J’avançais précédemment que c’était aussi une question de noms. L’Introduction n’est pas un traité de logique, ni un abrégé de métalogique. C’est bien une œuvre qui vise la circulation des noms en tant que « fictions » – nous l’avons vu dans le cas de Robinson, mais c’est aussi le cas avec les noms de Mill, de Ricardo, de Smith, de Marx lui même, et même, semble-t-il, de Spinoza. Un nom n’est jamais simplement le seul nom d’un individu (Ricardo valant pour Ricardo, Mill pour Mill, Spinoza pour Spinoza).

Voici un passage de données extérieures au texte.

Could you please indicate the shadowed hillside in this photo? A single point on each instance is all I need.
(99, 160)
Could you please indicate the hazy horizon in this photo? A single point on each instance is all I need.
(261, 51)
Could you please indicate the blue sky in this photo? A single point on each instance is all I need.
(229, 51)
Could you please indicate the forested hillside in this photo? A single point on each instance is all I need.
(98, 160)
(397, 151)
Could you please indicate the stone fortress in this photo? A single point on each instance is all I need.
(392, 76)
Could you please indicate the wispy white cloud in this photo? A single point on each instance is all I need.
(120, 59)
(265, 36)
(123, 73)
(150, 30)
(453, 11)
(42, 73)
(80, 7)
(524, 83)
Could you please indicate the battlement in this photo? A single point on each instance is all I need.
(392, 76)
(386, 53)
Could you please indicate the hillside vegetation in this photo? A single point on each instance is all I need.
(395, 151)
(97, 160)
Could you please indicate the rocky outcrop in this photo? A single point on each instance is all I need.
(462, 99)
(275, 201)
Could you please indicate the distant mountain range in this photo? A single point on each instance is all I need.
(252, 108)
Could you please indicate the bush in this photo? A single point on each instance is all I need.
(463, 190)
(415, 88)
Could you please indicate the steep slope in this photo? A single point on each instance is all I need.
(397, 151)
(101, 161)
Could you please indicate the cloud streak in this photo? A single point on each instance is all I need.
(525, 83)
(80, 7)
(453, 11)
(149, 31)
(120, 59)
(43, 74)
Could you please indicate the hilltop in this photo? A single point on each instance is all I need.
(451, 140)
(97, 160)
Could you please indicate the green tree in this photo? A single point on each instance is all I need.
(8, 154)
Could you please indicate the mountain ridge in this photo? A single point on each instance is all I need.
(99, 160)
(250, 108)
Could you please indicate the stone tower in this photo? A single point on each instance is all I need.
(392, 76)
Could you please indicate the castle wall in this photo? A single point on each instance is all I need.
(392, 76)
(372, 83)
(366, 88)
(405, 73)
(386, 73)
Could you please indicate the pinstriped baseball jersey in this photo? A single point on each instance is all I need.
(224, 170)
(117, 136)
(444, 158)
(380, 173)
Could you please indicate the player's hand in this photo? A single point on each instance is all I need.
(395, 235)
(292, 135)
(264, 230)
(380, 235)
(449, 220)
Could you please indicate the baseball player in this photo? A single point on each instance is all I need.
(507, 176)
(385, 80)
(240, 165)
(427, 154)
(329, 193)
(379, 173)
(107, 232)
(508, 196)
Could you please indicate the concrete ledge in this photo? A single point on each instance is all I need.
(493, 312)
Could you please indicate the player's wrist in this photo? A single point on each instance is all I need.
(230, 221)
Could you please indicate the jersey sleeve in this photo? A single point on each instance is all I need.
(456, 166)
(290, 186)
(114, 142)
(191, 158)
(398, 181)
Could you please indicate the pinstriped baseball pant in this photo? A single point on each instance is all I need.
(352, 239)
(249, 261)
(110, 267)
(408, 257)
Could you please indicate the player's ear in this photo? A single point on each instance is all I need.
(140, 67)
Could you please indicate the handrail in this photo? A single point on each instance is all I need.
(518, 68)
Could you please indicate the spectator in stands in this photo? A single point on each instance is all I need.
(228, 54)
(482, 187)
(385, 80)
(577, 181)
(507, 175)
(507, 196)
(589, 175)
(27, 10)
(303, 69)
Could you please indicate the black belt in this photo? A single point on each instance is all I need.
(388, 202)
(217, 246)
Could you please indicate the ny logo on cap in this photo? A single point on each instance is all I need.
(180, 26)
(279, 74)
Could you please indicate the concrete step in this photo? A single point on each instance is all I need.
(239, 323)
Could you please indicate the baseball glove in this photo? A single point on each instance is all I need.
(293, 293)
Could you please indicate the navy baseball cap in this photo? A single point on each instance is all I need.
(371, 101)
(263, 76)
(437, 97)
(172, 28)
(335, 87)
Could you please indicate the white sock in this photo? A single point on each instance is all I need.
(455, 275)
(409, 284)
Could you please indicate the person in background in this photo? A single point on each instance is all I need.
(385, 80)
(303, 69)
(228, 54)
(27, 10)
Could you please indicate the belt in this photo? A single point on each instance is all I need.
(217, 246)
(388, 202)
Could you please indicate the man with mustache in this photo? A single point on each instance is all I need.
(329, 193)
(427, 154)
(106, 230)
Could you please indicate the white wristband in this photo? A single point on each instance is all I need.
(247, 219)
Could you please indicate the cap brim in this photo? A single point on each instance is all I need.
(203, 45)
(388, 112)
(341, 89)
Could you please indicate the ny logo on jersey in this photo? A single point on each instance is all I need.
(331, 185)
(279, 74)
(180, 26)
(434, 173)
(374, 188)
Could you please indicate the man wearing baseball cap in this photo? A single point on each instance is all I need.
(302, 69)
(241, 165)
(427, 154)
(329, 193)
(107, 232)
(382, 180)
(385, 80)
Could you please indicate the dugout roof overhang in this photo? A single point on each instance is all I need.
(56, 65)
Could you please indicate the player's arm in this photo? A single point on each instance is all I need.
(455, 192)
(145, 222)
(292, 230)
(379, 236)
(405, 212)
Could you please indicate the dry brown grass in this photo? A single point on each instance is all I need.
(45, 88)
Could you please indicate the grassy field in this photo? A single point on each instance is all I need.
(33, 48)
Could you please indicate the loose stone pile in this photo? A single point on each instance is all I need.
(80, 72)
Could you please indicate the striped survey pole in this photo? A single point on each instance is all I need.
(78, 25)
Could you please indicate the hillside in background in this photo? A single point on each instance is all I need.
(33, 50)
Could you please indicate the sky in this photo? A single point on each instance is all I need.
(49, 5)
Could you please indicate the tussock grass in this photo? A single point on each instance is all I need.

Ces noms propres désignent et fonctionnent : ils ne sont pas seulement des individus, mais aussi des loci communi. Ils sont des fonctions opératoires dans l’imaginaire culturel, dans l’ordre du symbolique. Robinson peut alors devenir une « robinsonnade », et ce passage du nom à la fonction est précisément le passage d’une fonction logique à une fonction métalogique. C’est ce que nous retrouvons dans cette phrase de Spinoza citée par Marx. Elle est en même temps un « nom », une forme logique, la désignation primaire ou baptismale d’un enjeu philosophique mais aussi une fonction métalogique désignant l’inscription de la détermination nominale dans le champ de la sémantique culturelle, voire du symbolique-historique. C’est pourquoi, s’il est vrai de façon triviale que « Marx est Marx », cela n’est vrai que dans la mesure où « Marx » est un nom qui opère comme individu, et non pas comme fonction dans le champ culturel : c’est à dire que « Marx est Marx » seulement si « Marx » n’est ni auteur, ni figure.

Ce n’est nulle part aussi évident que dans le cas de l’usage que Marx fait du nom « Spinoza ». Car qu’est-ce qu’il fait, ce nom, dans le texte de Marx, et dans la tradition de lectures et d’interprétations de Marx qui s’en suivent ? Ce n’est pas la même chose que de demander ce que le nom désigne, bien sûr.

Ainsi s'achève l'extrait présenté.